最近在刷AGC,就写一下题解。
A - BBQ Easy
sort完,每相邻两个组成一组,发现这样肯定是最优的。
//waz
#include <bits/stdc++.h>
using namespace std;
#define mp make_pair
#define pb push_back
#define fi first
#define se second
#define ALL(x) (x).begin(), (x).end()
#define SZ(x) ((int)((x).size()))
typedef pair<int, int> PII;
typedef vector<int> VI;
typedef long long int64;
typedef unsigned int uint;
typedef unsigned long long uint64;
#define gi(x) ((x) = F())
#define gii(x, y) (gi(x), gi(y))
#define giii(x, y, z) (gii(x, y), gi(z))
int F()
{
char ch;
int x, a;
while (ch = getchar(), (ch < '0' || ch > '9') && ch != '-');
if (ch == '-') ch = getchar(), a = -1;
else a = 1;
x = ch - '0';
while (ch = getchar(), ch >= '0' && ch <= '9')

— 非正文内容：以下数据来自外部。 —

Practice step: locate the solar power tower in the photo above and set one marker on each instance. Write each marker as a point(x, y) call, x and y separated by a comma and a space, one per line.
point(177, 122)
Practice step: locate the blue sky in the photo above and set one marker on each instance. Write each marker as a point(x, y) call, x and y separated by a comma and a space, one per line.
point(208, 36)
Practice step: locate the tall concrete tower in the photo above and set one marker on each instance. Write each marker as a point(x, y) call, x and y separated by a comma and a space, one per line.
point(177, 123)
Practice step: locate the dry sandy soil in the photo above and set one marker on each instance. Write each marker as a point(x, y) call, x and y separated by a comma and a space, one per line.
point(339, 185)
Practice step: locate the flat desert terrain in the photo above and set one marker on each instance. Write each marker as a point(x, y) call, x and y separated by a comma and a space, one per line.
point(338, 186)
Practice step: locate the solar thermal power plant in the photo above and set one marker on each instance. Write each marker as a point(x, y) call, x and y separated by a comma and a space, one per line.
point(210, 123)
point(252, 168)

x = (x << 1) + (x << 3) + ch - '0';
return a * x;
}
int n, L[210], ans;
int main()
{
gi(n);
for (int i = 1; i <= (n << 1); ++i) gi(L[i]);
sort(L + 1, L + 2 * n + 1);
for (int i = 1; i <= (n << 1); i += 2) ans += L[i];
printf("%d
", ans);
return 0;
}
B - Mysterious Light
把光线分成很多平行四边形,所有平行四边形做法一样,只要递归下去就好了,只要某一边是另一边倍数就到达终点了,所以复杂度和gcd一样,是log的。
//waz
#include <bits/stdc++.h>
using namespace std;
#define mp make_pair
#define pb push_back
#define fi first
#define se second
#define ALL(x) (x).begin(), (x).end()
#define SZ(x) ((int)((x).size()))
typedef pair<int, int> PII;
typedef vector<int> VI;
typedef long long int64;
typedef unsigned int uint;
typedef unsigned long long uint64;
#define gi(x) ((x) = F())
#define gii(x, y) (gi(x), gi(y))
#define giii(x, y, z) (gii(x, y), gi(z))
int F()
{
char ch;
int x, a;
while (ch = getchar(), (ch < '0' || ch > '9') && ch != '-');
if (ch == '-') ch = getchar(), a = -1;
else a = 1;
x = ch - '0';
while (ch = getchar(), ch >= '0' && ch <= '9')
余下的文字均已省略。